For the past four years, seaweed harvester John Lewallen of Philo has led opposition to the MLPA process. Lewallen says the process is a corporate plot intended to divide ocean protectors, with the ultimate result being offshore oil drilling.
The waters offshore Mendocino County have long been a target for oil drilling and are being considered for drilling in a process headed by the Obama administration.
Lewallen is among those upset too, that sustainable ocean uses are lumped in with all other kinds of extraction.
Jim Martin, vice president of the Salmon Restoration Association, suggested the study funds. He points out that at a time the state is closing hundreds of revenue producing state parks, there is no state money available for a large number of underwater parks.
"Fishermen will support marine protected areas (MPAs) when they are based in science and have clear, quantifiable goals that are integrated into existing fishery management. However, without the commitment of public funds for the monitoring, evaluation and enforcement of the new network of MPAs, they become paper parks' protected in name only," said Martin.
Martin is also a top official of the Recreation Fishing Association and a member of the Mendocino County Fish and Game Commission. He criticizes the cost of the program, which has multiplied exponentially since it was proposed. He said local impacts in loss of revenue for party boats and commercial fishermen would add greatly to the cost.
"We find the costs estimated to implement the MLPA are simply staggering: at minimum, $35 million per year. Budget concerns are an issue with every government entity in the state, and our county board of supervisors is very concerned about the job losses associated with these impacts to recreational and commercial fishing businesses," Martin said.
Perhaps most irksome to locals is that the MLPA process is not following open government rules. The Federal Energy Regulatory Commission (FERC) has allowed industry to plan its wave energy process in much the same way.

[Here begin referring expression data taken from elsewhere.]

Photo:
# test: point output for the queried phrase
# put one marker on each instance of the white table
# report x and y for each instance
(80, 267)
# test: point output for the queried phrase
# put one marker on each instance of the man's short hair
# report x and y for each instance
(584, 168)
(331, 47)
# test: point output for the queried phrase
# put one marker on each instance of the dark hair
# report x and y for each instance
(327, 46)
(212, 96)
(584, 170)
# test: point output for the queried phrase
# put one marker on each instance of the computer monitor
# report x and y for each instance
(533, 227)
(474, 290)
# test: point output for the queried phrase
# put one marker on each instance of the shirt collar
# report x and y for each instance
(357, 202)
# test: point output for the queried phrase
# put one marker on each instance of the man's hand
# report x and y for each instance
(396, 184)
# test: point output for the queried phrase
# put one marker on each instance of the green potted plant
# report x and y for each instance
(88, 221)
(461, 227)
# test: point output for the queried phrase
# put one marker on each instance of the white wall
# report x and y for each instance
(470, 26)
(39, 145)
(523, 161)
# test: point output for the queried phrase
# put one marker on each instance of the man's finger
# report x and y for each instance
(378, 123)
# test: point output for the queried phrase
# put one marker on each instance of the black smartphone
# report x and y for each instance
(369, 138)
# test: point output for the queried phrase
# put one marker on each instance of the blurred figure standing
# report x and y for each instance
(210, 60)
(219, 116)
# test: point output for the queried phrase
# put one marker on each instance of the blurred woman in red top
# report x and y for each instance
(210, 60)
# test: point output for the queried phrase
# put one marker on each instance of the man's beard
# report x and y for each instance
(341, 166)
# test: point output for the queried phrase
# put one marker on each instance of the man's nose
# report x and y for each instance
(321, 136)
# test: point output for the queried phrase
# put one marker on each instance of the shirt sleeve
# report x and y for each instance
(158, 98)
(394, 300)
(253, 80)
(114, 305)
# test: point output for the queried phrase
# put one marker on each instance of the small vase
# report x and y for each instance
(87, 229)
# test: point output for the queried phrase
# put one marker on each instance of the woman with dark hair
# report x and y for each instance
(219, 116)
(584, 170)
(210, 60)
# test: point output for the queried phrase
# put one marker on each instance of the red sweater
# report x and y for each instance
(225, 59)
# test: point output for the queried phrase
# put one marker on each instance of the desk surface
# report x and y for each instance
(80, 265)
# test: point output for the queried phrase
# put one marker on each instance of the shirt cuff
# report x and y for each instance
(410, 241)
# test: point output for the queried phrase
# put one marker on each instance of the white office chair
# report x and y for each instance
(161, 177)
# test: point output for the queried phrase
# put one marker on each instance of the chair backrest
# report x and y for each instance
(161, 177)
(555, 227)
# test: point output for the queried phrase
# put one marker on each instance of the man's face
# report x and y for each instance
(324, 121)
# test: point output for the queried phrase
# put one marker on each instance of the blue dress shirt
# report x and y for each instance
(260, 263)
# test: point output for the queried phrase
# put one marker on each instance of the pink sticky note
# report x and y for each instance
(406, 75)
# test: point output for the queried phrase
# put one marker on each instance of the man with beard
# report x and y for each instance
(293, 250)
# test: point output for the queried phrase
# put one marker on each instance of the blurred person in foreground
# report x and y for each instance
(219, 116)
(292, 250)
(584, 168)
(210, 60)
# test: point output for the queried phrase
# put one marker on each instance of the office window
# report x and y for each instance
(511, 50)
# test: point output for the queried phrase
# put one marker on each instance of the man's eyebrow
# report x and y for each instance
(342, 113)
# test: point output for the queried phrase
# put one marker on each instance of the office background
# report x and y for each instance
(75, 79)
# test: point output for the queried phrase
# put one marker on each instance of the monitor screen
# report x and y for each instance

"Special interest groups have hijacked the MLPA," Martin said. "The Packard Foundation has picked up most of the tab for the public meetings and has influenced key policy decisions. Contracts with the MLPA initiative staff are not subject to legislative oversight or public scrutiny, as they would have been had the process been conducted under the Department of Fish and Game."
Martin says state law that requires DFG to take public input and come up with a preferred alternative has been violated by the public-private backroom nature of this process.
"The Department of Fish & Game has been completely marginalized in the MLPA process. The agreement between the governor and the Resources Legacy Fund Foundation stripped the DFG of its statutory role. This worked greatly to the disadvantage of the final regulatory package we have before us today," Martin said.
Cindy Arch, who has been involved in ocean preservation efforts locally for many years, worries that large-scale fishing and even fish farming could be among the motives of the private backers.
"Aquaculture is a big goal. Remember those cute little cards the Monterey Bay Aquarium (Packard) puts out telling folks which seafood is best' and which to avoid. I have a collection from over the years, and guess what? Farmed fish are now the majority of the best' fish to eat," Arch said.
"I find this focus on science policy interface' very disturbing as it is funded by the charitable arms of huge businesses. Look at how much money has been pumped into Silicon Valley to develop technology under the guise of national security, technology that is now being used to research and zone the oceans for the benefit of big business," Arch said.
The Ocean Protection Council, which has worked to defeat energy production in the ocean, has taken a stance against the MLPA as proposed for this area.
Many locals want local planning, not division of the ocean by corporate and state interests.
The Department of Fish and Game is in the early stages of planning local meetings, beginning with Portland, Ore.-based Ecotrust workshops for commercial and recreational fishermen June 22 and 23, and July 2.